A inimizade é algo que vai até tão longe no tempo e no espaço!
Isso tudo é
muito triste.
-Ah, é verdade. Eu
acho que todo mundo precisa saber quando está injuriando ou insultando, pois
precisamos de qualquer modo parar com tudo isso!
O cardo!...
ResponderExcluirTexto muito bacana, Josafá. Sério e inspirado...
Lembrei da educação sentimental e das lições de vida de "O Jardim Secreto". Com uma pequena mudança de atitude, muitas vezes podemos mudar toda uma situação. Mary Lennox aprovaria, por certo.
Abração, meu caro!
kkkk Zé Antonio! Que bacana você aparecer por aqui e dizer que curtiu. Claro que eu pensei em você quando resolvi escolher a imagem do cardo para ilustrar a postagem!
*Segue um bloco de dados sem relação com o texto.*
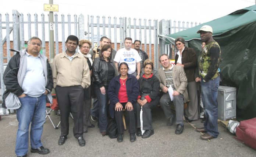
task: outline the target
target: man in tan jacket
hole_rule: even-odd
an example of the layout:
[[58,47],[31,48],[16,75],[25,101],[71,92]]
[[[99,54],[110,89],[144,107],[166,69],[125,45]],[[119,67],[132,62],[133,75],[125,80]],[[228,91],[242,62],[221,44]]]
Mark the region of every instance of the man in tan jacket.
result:
[[[188,80],[183,68],[181,66],[172,66],[167,55],[161,55],[159,61],[163,66],[159,70],[160,88],[164,93],[160,99],[160,105],[168,119],[167,126],[171,126],[173,124],[175,116],[171,109],[171,105],[174,106],[177,124],[175,134],[179,134],[182,132],[184,128],[184,103],[188,100],[186,90]],[[172,101],[168,91],[168,89],[171,88],[173,90]]]
[[85,145],[83,137],[83,89],[90,84],[90,78],[86,60],[76,51],[78,41],[75,36],[69,36],[66,51],[56,55],[52,65],[53,87],[60,111],[61,132],[59,145],[64,144],[68,134],[70,112],[74,118],[74,136],[80,146]]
Afinal, embora ele tenha sido citado em O Jardim Secreto, foi você quem me apresentou a imagem da flor. E, sim, claro, atitudes certeiras e acertadas é do que precisamos. ;-)
ExcluirQue texto legal, Josafá.
ExcluirMuitas reflexões aí, que você colocou de maneira bem clara e que fica como alerta para pensarmos em como as palavras têm sido ditas e como têm sido apreendidas também.
E como você mesmo diz, muito desse sentimento que fica não nos traz nada de construtivo.